Google held a keynote event last week where they unveiled a number of things that are set to be released in the next few weeks and some promising tech they’ve been developing that could be part of our everyday lives very soon. You can watch the entire keynote below, but if you just want the gist, we've broken down the highlights for you.
Arguably, two of the most impressive things that came out of the keynote was the Scene Exploration for Google search and the AR Glasses. With Scene Exploration, you can simply use Google Lens, look around, and you’ll see information regarding your surroundings. The demo in the presentation showed this feature off in the context of a grocery aisle where you’re trying to figure out which chocolate to buy. It will definitely be a godsend for those who get lost in the supermarket regularly once it’s available.
The next demo, which is a technology that is still being developed, is the AR Glasses that allow users to use Google Translate transcription in real-time. It’s basically subtitles for the real world. The video during the keynote showed the tech being used in Chinese, Spanish, and even American Sign Language. Though still in development, the AR Glasses is a promising piece of tech that could be available in the next few years.
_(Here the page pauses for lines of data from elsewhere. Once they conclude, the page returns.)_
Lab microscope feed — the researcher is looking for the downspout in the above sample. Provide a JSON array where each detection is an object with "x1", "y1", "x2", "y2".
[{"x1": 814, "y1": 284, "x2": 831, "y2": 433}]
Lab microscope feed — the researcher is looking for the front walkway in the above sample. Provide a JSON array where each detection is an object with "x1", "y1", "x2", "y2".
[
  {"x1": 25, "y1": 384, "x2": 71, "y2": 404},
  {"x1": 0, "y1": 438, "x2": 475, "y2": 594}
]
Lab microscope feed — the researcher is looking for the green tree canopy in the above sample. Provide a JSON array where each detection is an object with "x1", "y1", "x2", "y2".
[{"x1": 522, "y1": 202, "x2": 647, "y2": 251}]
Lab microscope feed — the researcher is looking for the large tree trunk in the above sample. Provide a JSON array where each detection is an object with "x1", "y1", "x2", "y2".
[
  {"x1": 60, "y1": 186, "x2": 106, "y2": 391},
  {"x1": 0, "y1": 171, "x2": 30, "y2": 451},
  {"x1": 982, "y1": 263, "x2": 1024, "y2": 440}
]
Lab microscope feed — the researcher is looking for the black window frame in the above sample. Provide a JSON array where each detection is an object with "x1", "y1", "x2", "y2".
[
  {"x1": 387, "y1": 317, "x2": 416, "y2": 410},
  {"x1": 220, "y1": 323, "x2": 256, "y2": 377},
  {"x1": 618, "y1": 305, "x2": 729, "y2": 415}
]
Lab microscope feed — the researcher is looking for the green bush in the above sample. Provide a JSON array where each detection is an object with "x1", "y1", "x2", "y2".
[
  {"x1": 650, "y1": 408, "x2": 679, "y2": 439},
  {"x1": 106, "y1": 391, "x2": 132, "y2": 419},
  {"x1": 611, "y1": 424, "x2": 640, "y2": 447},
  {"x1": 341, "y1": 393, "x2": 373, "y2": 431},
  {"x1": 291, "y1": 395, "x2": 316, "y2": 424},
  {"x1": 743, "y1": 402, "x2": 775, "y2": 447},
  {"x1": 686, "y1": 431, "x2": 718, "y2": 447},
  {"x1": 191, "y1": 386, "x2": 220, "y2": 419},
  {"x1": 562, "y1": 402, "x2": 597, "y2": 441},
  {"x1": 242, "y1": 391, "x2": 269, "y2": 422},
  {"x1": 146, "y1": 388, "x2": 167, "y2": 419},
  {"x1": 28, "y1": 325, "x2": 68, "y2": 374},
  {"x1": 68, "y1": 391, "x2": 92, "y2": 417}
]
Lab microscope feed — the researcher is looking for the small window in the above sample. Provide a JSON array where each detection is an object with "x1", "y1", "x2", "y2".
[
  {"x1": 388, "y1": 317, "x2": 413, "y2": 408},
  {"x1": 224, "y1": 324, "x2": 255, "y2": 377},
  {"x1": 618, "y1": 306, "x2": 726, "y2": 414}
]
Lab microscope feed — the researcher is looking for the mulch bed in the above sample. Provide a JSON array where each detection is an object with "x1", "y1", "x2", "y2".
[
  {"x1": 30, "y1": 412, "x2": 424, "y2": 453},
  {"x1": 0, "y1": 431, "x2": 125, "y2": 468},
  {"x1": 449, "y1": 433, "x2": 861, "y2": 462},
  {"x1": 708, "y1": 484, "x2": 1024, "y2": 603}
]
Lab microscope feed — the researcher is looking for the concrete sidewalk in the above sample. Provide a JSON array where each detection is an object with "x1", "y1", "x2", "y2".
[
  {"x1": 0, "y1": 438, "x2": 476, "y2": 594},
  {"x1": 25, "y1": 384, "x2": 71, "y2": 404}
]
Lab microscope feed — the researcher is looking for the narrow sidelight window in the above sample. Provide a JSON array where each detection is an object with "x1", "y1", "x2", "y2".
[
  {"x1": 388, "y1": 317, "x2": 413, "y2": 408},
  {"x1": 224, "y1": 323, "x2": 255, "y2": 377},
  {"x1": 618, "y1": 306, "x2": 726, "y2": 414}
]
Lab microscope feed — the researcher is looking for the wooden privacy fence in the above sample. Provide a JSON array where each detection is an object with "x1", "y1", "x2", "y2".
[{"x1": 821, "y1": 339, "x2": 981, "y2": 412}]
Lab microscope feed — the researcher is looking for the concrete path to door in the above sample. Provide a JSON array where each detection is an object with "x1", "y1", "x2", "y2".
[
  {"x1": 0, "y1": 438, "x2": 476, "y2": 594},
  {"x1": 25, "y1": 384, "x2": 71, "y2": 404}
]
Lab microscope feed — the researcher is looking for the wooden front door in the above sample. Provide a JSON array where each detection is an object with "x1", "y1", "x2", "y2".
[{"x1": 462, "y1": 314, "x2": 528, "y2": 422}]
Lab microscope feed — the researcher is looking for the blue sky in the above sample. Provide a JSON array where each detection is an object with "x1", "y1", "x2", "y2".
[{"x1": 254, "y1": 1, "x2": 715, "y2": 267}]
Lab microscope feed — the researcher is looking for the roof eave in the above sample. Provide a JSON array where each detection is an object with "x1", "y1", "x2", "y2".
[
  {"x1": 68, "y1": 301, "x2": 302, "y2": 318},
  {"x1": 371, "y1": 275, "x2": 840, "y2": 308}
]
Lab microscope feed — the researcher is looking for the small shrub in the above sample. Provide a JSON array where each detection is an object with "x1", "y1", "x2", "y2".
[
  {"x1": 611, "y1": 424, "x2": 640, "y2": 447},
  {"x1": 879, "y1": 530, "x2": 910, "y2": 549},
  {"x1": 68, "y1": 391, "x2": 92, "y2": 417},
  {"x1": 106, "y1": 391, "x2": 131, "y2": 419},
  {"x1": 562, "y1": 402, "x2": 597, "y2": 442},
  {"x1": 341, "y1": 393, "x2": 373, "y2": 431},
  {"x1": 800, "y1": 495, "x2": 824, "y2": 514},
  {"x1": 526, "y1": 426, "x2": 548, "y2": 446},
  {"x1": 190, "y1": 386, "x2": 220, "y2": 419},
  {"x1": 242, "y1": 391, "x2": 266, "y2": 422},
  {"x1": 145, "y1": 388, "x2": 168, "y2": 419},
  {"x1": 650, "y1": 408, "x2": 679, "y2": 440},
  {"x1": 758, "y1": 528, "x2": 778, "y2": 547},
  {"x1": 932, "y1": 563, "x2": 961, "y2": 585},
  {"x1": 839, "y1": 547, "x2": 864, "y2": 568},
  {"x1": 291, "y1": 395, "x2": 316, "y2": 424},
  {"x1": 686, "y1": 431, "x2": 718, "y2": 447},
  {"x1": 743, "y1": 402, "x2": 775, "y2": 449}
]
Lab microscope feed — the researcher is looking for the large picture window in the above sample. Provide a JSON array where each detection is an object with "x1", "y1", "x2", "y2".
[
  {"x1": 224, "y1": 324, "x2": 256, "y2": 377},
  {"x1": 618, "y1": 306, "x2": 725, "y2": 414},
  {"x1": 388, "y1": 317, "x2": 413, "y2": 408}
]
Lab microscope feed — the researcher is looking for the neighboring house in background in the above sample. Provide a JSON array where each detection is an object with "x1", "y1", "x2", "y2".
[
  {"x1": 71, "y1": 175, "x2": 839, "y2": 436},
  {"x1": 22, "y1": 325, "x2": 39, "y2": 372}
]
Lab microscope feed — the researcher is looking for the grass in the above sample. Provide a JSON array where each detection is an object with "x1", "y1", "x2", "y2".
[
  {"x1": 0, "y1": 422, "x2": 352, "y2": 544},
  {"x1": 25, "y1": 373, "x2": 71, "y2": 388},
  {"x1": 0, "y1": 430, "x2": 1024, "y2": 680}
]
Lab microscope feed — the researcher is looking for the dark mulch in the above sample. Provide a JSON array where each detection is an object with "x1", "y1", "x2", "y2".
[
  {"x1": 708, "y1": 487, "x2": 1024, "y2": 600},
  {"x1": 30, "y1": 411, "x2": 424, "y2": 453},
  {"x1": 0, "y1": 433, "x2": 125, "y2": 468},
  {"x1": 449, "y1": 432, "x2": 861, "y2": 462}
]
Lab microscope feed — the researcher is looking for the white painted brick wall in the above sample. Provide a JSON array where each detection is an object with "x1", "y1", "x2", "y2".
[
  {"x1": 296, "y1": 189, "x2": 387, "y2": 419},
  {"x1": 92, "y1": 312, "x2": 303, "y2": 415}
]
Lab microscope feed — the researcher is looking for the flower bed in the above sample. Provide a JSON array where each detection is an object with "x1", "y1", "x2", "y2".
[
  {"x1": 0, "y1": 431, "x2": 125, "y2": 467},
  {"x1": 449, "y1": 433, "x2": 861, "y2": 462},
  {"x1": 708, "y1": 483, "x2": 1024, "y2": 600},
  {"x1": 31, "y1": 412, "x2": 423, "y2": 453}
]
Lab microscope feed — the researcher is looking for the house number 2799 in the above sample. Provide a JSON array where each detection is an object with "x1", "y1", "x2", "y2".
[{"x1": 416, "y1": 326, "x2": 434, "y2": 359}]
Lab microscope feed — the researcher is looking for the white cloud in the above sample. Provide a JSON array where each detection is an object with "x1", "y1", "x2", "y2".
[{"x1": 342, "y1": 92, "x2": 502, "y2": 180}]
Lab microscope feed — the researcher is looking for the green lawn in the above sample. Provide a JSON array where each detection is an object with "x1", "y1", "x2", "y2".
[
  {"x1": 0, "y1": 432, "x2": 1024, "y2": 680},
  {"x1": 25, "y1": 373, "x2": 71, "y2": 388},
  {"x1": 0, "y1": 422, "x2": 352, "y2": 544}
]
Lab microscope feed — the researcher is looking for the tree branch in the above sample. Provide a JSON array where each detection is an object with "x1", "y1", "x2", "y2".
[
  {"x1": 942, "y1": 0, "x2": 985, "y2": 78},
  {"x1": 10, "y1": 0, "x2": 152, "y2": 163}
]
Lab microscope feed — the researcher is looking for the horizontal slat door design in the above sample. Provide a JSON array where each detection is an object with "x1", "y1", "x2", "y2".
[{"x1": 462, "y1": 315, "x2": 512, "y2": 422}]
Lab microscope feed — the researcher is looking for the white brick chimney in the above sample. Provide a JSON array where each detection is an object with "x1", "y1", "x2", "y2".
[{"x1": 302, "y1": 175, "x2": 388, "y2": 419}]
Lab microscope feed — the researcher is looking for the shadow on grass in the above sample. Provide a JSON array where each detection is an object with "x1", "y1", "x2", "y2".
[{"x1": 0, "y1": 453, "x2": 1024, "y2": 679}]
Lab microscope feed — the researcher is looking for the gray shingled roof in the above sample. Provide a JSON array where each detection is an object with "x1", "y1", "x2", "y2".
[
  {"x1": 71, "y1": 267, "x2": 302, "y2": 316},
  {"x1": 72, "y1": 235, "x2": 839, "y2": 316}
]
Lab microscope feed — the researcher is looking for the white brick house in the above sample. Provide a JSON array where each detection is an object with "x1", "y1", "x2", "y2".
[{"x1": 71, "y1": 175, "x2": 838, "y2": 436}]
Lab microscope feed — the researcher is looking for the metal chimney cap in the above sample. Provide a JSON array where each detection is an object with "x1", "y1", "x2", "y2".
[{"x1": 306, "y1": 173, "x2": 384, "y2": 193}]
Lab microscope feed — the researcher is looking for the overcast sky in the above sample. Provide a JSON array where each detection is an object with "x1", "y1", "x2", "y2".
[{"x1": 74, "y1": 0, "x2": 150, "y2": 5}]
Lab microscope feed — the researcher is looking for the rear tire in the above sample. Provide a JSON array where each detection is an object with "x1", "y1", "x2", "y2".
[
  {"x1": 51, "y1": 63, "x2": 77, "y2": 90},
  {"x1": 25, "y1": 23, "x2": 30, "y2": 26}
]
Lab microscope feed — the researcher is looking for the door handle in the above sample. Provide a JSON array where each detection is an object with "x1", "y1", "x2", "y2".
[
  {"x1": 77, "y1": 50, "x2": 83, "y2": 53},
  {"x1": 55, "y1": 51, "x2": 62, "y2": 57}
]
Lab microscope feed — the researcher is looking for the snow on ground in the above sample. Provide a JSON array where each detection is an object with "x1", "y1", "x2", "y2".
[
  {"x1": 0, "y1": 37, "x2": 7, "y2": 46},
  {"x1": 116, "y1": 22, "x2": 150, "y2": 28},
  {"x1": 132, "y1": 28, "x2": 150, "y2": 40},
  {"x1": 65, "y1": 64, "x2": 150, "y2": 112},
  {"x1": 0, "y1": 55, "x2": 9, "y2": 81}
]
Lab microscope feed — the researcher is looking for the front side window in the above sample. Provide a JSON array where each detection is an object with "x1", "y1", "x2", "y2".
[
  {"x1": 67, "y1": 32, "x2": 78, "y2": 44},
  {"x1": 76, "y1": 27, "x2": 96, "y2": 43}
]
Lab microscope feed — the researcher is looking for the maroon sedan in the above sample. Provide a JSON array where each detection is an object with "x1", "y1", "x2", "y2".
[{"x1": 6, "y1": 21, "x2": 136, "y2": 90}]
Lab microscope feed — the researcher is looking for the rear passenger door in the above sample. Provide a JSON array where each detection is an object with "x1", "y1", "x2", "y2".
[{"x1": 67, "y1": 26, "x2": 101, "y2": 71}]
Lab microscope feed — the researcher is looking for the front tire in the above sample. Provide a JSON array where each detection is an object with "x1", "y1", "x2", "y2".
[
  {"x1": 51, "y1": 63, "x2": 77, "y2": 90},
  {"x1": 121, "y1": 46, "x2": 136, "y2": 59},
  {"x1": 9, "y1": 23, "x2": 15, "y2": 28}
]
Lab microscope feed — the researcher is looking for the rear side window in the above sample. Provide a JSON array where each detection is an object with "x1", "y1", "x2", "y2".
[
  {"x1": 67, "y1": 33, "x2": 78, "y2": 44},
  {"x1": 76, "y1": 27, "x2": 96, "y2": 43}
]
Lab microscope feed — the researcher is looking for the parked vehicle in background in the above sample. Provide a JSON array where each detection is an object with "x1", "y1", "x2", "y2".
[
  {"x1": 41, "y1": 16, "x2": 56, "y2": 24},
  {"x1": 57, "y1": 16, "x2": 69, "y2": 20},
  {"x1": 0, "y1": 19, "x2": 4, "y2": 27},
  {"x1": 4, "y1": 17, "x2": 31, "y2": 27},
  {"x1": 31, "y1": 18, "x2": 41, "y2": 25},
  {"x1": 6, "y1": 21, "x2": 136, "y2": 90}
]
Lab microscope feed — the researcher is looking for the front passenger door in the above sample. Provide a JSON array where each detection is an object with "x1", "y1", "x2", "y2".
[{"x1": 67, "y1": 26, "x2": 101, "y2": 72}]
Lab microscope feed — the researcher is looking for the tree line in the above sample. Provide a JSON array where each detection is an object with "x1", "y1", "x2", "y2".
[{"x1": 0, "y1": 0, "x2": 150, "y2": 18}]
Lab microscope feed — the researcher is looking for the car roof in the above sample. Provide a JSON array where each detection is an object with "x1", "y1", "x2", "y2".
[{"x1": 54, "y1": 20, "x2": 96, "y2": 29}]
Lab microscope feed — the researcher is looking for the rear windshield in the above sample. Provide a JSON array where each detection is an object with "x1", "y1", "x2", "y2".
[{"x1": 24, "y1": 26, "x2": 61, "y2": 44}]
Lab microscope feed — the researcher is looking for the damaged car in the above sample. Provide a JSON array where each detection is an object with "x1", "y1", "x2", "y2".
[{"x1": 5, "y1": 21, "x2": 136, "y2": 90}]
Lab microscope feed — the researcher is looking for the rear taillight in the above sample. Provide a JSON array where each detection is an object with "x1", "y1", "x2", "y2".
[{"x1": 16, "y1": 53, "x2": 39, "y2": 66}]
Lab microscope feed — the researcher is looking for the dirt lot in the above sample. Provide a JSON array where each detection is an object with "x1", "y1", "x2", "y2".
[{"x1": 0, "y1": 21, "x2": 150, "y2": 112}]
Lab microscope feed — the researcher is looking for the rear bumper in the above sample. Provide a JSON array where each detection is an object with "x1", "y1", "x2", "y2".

Google revealed a slate of new tech toys that would make every Android fan’s dream. Three new Pixels were unveiled: the Pixel 6A, the Pixel 7, and the Pixel 7 Pro. A new Pixel Watch was also announced, as well as the brand new Pixel Buds Pro, which now comes with noise cancellation and will be updated with spatial audio down the road. We were also given a sneak peek into the new Pixel Tablet, which is set to be released in 2023. Sadly, Google doesn’t officially sell these products here in Thailand so you’d have to seek out a reseller—or perhaps we can all flood Google’s inbox with requests to open up an official store here.
AI assistants are now commonplace, but Google has made a small yet notable improvement to the Google Assistant. On the Nest Hub Max, users can simply look at the device and talk to trigger the Google Assistant without having to say “Hey, Google”. The presentation also included a humorous part where the presenter showed off the Assistant’s ability to understand her despite taking a long pause and not knowing the full name of the artist of the song she wants to play, showcasing that you can speak naturally complete with pauses and stammers and the Assistant will understand.
Ads are annoying, and though doing away with them completely may not be possible, Google is at least now giving you control of which ads you’ll see. In a separate app called Ad Center, you will be able to choose which ads and brands to see more of and which ones you’re not interested in.
Meanwhile, on the privacy side of things, Google announced that they were launching a feature called “Removal Requests”. If a Google search comes up with your contact details, you can submit a request for it to be taken down. How long it will take for the request to be approved and for action to be taken—now that’s another thing entirely.